Pleasure
The rest of the exhibition comprises rather a mixed bunch. Mike Marshall's video projection Days Like These, 2003, which provided the title for last year's Tate Triennial, depicts close up views of a garden sprinkler. The camera follows as water hits garden plants like an invisible force and ambient sound pulses through the space in a similar fashion. Other works are crammed into the same room like a vegetable patch teeming with weeds. It is difficult to appreciate the psychedelic flowers made of polystyrene and glitter by David Burrows (pictured at top of article), as the adjacent walls are crammed with Susan Miller's mediocre flower paintings which are as claustrophobic as padded seventies flock wallpaper.
The exhibition continues its deterioration into a compost-like state as obvious examples of `plant-art' pile up like potato peelings coiling around discarded teabags. This sinking feeling is rescued, albeit momentarily, by the work of an unknown 17th Century botanist, which seems to have found a way into the exhibition by mistake, as though it has escaped from another exhibit in the Castle's collection. This delicate draughtsmanship and observational expertise, knocks the socks of the twee dried brown objects that share the same room.

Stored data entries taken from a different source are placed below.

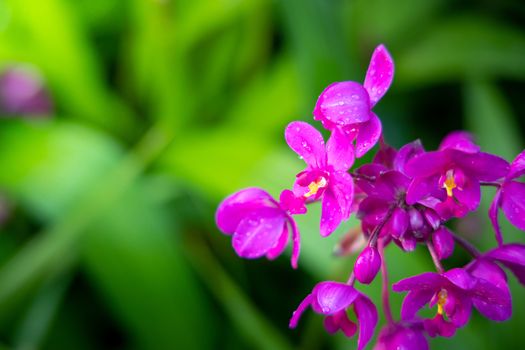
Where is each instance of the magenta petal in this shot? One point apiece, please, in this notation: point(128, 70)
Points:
point(258, 233)
point(427, 164)
point(413, 302)
point(368, 135)
point(406, 153)
point(443, 242)
point(469, 195)
point(366, 314)
point(379, 75)
point(517, 168)
point(343, 103)
point(340, 321)
point(438, 326)
point(424, 281)
point(461, 141)
point(238, 205)
point(482, 166)
point(493, 302)
point(421, 187)
point(513, 203)
point(458, 308)
point(460, 278)
point(339, 151)
point(398, 223)
point(342, 186)
point(493, 216)
point(279, 247)
point(331, 297)
point(307, 142)
point(331, 215)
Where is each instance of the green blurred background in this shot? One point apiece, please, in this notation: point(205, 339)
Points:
point(161, 108)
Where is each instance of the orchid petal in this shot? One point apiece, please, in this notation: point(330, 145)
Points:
point(513, 203)
point(427, 164)
point(469, 195)
point(343, 103)
point(421, 187)
point(413, 302)
point(331, 215)
point(366, 314)
point(443, 242)
point(258, 233)
point(296, 242)
point(482, 166)
point(460, 278)
point(307, 142)
point(339, 151)
point(517, 167)
point(368, 135)
point(406, 153)
point(424, 281)
point(332, 297)
point(513, 257)
point(379, 75)
point(299, 311)
point(492, 301)
point(238, 205)
point(342, 186)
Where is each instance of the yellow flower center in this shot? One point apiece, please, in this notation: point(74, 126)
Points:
point(442, 299)
point(315, 186)
point(449, 183)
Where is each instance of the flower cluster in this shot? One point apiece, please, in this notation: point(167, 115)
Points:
point(404, 197)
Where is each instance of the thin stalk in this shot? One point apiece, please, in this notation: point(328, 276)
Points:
point(434, 256)
point(385, 292)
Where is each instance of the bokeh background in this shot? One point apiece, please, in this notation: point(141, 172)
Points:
point(124, 123)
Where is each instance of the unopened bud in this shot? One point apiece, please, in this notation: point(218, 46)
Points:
point(367, 265)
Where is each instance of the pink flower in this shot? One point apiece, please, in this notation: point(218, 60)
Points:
point(259, 225)
point(348, 105)
point(326, 172)
point(332, 299)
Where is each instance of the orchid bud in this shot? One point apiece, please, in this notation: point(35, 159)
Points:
point(367, 265)
point(443, 242)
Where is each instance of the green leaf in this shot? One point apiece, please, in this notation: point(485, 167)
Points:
point(134, 257)
point(463, 47)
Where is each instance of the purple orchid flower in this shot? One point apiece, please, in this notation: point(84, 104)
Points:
point(512, 256)
point(332, 299)
point(511, 198)
point(386, 191)
point(259, 225)
point(22, 91)
point(348, 105)
point(326, 173)
point(454, 292)
point(448, 180)
point(405, 336)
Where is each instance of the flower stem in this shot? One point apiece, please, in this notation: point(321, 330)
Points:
point(493, 184)
point(385, 294)
point(351, 279)
point(434, 256)
point(375, 234)
point(466, 245)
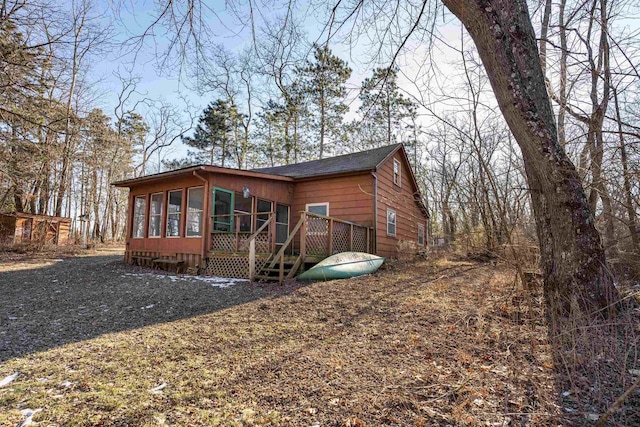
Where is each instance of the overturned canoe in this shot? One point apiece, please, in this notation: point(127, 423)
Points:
point(343, 266)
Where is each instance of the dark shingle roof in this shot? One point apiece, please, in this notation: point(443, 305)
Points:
point(354, 162)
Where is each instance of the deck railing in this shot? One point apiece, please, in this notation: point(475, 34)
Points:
point(237, 238)
point(313, 237)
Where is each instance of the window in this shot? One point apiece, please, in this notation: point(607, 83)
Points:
point(194, 212)
point(264, 208)
point(139, 212)
point(391, 222)
point(242, 209)
point(282, 223)
point(396, 172)
point(173, 214)
point(222, 210)
point(318, 208)
point(155, 215)
point(421, 234)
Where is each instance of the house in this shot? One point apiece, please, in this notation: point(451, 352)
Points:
point(251, 223)
point(21, 227)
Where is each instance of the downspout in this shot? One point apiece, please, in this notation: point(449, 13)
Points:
point(375, 212)
point(205, 220)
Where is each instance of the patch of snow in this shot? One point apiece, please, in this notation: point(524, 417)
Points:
point(8, 380)
point(218, 282)
point(29, 413)
point(158, 389)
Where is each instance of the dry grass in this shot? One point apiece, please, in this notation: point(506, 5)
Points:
point(446, 343)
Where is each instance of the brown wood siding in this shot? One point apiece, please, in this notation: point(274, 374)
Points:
point(401, 200)
point(350, 198)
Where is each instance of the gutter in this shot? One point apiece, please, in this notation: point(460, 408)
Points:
point(205, 220)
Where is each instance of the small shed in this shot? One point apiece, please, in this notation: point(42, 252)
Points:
point(21, 227)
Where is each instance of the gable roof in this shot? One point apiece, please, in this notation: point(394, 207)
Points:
point(354, 162)
point(189, 170)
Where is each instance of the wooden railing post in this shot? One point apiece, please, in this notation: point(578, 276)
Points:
point(252, 260)
point(303, 236)
point(281, 272)
point(351, 237)
point(330, 237)
point(273, 232)
point(368, 240)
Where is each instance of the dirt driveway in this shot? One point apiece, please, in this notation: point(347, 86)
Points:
point(54, 302)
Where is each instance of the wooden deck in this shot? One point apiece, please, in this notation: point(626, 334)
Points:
point(270, 255)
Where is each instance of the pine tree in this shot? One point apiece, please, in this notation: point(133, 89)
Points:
point(213, 135)
point(324, 83)
point(383, 108)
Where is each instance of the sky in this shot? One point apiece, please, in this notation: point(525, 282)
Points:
point(168, 84)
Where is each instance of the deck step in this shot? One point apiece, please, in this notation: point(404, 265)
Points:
point(276, 270)
point(267, 278)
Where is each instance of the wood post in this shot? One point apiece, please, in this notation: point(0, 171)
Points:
point(272, 226)
point(303, 237)
point(252, 260)
point(369, 240)
point(351, 237)
point(330, 237)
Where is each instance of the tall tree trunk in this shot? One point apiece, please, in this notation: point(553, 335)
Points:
point(573, 260)
point(628, 196)
point(562, 139)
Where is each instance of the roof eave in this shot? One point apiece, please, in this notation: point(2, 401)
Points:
point(128, 183)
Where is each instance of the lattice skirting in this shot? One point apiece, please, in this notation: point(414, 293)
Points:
point(231, 266)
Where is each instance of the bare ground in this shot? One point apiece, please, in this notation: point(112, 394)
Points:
point(429, 344)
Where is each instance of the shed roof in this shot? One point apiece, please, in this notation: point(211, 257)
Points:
point(354, 162)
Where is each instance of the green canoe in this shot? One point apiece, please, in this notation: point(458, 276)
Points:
point(343, 266)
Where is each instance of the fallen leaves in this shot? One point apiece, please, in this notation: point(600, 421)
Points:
point(398, 349)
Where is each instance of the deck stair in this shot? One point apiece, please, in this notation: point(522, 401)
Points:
point(269, 273)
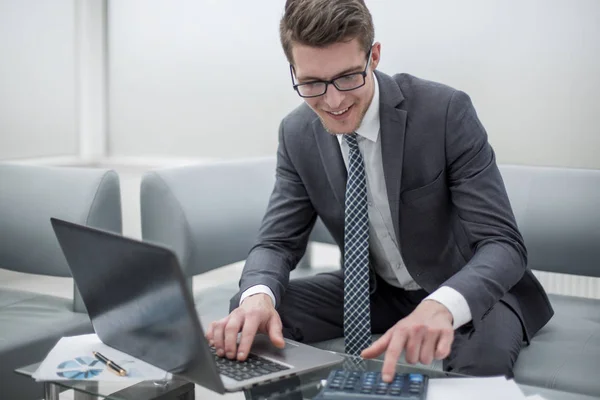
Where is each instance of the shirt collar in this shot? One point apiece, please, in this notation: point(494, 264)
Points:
point(369, 127)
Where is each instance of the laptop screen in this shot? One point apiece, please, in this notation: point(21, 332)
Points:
point(135, 295)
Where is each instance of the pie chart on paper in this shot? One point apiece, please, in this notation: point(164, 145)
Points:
point(80, 368)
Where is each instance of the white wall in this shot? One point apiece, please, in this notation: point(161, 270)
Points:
point(195, 78)
point(208, 78)
point(37, 79)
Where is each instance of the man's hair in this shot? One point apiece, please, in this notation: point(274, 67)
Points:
point(320, 23)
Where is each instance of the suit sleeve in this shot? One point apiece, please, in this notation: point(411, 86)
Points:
point(284, 232)
point(484, 211)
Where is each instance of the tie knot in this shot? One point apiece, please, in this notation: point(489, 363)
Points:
point(350, 139)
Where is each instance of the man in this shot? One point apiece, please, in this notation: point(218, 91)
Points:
point(400, 171)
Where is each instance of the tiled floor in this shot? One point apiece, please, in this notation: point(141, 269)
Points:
point(322, 255)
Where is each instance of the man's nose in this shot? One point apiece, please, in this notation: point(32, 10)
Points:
point(333, 98)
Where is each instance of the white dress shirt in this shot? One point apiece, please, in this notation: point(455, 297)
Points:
point(383, 246)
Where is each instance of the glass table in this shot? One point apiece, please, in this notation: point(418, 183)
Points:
point(306, 386)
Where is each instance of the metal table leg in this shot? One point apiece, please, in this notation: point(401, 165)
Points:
point(51, 391)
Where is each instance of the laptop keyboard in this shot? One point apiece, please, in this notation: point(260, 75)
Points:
point(254, 366)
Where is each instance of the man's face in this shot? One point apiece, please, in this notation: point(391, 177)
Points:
point(339, 111)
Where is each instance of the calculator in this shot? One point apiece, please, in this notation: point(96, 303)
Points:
point(361, 385)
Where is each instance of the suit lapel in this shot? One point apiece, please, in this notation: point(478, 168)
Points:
point(393, 126)
point(331, 156)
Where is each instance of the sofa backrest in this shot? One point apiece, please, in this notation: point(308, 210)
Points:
point(30, 195)
point(558, 213)
point(210, 214)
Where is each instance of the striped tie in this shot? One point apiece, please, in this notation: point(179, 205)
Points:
point(357, 318)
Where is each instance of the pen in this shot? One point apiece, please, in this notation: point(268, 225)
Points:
point(110, 364)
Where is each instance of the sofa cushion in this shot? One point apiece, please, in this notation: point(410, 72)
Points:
point(31, 324)
point(565, 354)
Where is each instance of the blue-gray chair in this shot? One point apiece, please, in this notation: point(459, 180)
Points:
point(31, 323)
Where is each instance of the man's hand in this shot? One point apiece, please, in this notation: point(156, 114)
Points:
point(425, 334)
point(255, 314)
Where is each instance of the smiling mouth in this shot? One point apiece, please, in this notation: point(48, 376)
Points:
point(339, 113)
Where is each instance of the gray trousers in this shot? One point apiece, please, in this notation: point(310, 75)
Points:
point(312, 311)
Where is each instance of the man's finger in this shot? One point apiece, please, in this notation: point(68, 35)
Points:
point(218, 336)
point(275, 330)
point(413, 344)
point(428, 344)
point(209, 331)
point(392, 354)
point(444, 344)
point(233, 327)
point(379, 346)
point(248, 333)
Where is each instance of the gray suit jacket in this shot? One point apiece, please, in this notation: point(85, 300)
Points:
point(448, 203)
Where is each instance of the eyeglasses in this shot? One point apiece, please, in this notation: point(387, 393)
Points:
point(343, 83)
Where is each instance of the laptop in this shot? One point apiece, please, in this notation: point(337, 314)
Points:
point(138, 301)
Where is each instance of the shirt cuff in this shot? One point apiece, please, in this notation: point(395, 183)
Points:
point(256, 289)
point(455, 303)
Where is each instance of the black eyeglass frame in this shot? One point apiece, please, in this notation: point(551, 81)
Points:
point(332, 82)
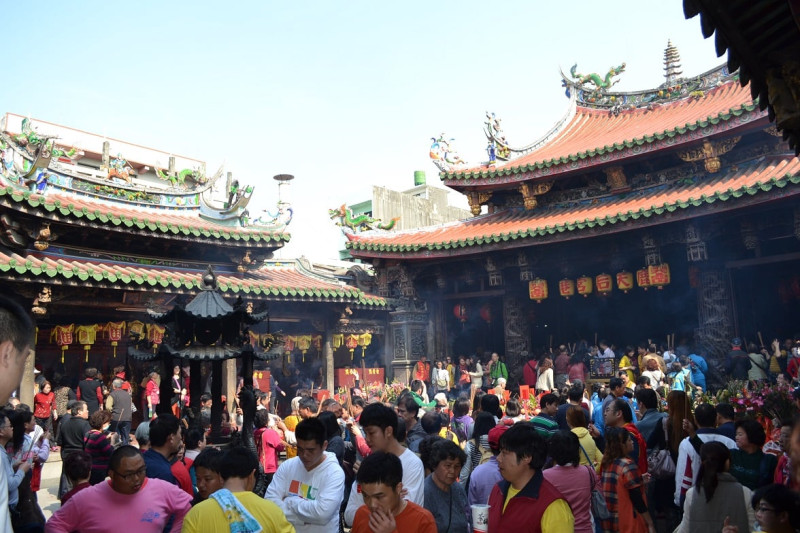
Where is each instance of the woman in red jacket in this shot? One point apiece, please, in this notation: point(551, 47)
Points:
point(44, 408)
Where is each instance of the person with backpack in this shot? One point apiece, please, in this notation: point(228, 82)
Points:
point(477, 447)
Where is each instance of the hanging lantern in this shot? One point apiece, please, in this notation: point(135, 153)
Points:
point(87, 336)
point(537, 290)
point(642, 278)
point(115, 331)
point(486, 313)
point(603, 283)
point(316, 342)
point(659, 275)
point(584, 285)
point(136, 330)
point(566, 288)
point(624, 281)
point(352, 344)
point(155, 335)
point(289, 345)
point(338, 340)
point(63, 336)
point(304, 343)
point(460, 312)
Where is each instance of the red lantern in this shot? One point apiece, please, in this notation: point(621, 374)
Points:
point(643, 278)
point(566, 287)
point(460, 312)
point(624, 281)
point(537, 290)
point(486, 313)
point(603, 283)
point(115, 331)
point(584, 284)
point(659, 275)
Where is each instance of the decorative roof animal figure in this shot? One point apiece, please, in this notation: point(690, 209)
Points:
point(600, 84)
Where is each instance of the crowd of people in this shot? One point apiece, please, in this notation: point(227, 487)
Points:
point(639, 451)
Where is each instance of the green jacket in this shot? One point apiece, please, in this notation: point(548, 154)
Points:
point(421, 402)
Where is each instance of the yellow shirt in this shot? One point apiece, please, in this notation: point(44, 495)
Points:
point(208, 517)
point(291, 422)
point(557, 518)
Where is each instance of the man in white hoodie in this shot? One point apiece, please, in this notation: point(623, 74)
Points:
point(309, 488)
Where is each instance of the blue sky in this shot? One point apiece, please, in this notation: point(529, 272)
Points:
point(344, 95)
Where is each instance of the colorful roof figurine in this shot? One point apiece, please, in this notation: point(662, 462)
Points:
point(602, 126)
point(689, 147)
point(133, 190)
point(276, 280)
point(760, 181)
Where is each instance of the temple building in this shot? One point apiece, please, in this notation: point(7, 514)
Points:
point(421, 206)
point(97, 231)
point(664, 213)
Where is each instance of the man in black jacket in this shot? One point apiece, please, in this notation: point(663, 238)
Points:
point(70, 438)
point(90, 390)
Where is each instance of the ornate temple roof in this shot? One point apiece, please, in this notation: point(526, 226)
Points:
point(759, 181)
point(605, 127)
point(283, 281)
point(763, 42)
point(129, 217)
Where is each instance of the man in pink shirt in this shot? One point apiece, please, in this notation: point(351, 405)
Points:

This work, like the Harvey and Ackroyd piece, should have had its own room, and much of the work which tenuously adheres to a green-fingered theme could have easily have been omitted.
Pleasure Gardens does go some way toward promoting a pleasurable outdoor experience, but this exhibition needs a little pruning.
Artists in the exhibition include: Dan Harvey and Heather Ackroyd, James Ireland, David Burrows, Mike Marshall, Mr & Mrs Ivan Morrison, Stephen Butler, Susan Miller, Ruth Moillet, Neal Rock, Laura White, Gina Glover, Joy Gregory and Andrew Langford.